An effective professional development program should provide teachers, school leaders, and policymakers with high-quality tools that ensure they use their teaching resources, however limited they might be, to maximum effect.
In “As Good as Gold? Why We Focus on the Wrong Drivers in Education”, renowned educator, Laureate Professor John Hattie and Dr Arran Hamilton, Cognition Education Group Director of Education, “distinguish education pyrite from education gold”.
Cognition Education Group provides professional development for teachers, early years and primary tutoring, e-learning and publishing services – all of which are in demand as Australian education upgrades its curriculum to prepare young people for the 21st Century world.
In 2019, Cognition announced a strategic partnership with video-based professional learning platform, IRIS Connect – a video-based tool that enables teachers to observe and review classroom activity online.
Below, The Educator speaks to Cognition's Group Director of Education, Dr Arran Hamilton, about how the organisation is helping Australian schools improve their professional development practices.
TE: I understand that you have worked closely with Laureate Professor John Hattie to divine the best practices for professional development. Can you tell us more about this?
AH: The research is pretty unequivocal: of all the variables that principals and system leaders can influence – enhancing the expertise of teachers generates the single biggest student achievement dividend. And the single best way that leaders can nurture this expertise is to focus relentlessly on the professional development of their teachers. This isn’t about sending staff to conferences and workshops where gurus teach their 7-step programs. Less than 10% of what educators are exposed to at these events is remembered and even less put into practice. This strikes me as a remarkably poor return on investment. Instead, the “gold” is about unleashing collaborative expertise – for example through school-based professional learning communities where small groups of teachers support one another to review and interpret data, observe/video lessons and to conduct action research on new approaches and assess their impact.
TE: Technology is no doubt playing an important part in driving improved teaching outcomes. Can you tell us about the impact that IRIS Connect and video technology has on enhancing collective efficacy and empowering teachers?
AH: Actually, John [Hattie] and I have just completed a review of the global evidence on the impact of technology, which will be published later in the year. This looks at data from 234 meta-analyses of 15,000+ research studies involving 2+ million learners. The depressing finding is that in spite of the AUD $210 billion spent globally on EdTech each year – it’s barely pushing the student achievement needle. But some technology works extremely well. The reason Cognition Education partnered with IRIS Connect is because video analytics is the technology intervention that has the highest overall effect size. IRIS Connect allows teachers to privately hold the mirror up to themselves, using data analytics to review their videos. And as they build confidence and trust – the platform allows educators to share their videos to selected colleagues for collaborative review. We think that one of the reasons video analytics is so effective is that it’s one path to unlocking collective teacher efficacy, which with an effect size of d=.1.39, is arguably the motherlode in enhancing teacher capabilities.
TE: In what ways will Cognition Education Group, and IRIS Connect be helping Australian school principals thrive in their roles in the year ahead?

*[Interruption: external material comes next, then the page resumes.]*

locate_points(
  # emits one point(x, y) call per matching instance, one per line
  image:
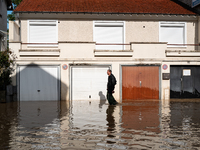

AH: We are thrilled to be bringing IRIS Connect to schools across Australia and excited to be supporting educators to explore which of the various implementation models will have the most probability of impact for their specific contexts. Because whilst video analytics has high potential for an oversized impact, there is a lot of devil-in-the-detail about effective deployment. We will also be continuing our flagship initiative with the Northern Territory Department of Education. This is called the Collaborative Impact Program and it is focused on developing an NT-owned process for leading and implementing system-wide improvement. We are also supporting the Territory to establish a cadre of Impact Coaches, who work within and across schools; and we are providing leadership development for NT school principals. Exciting stuff.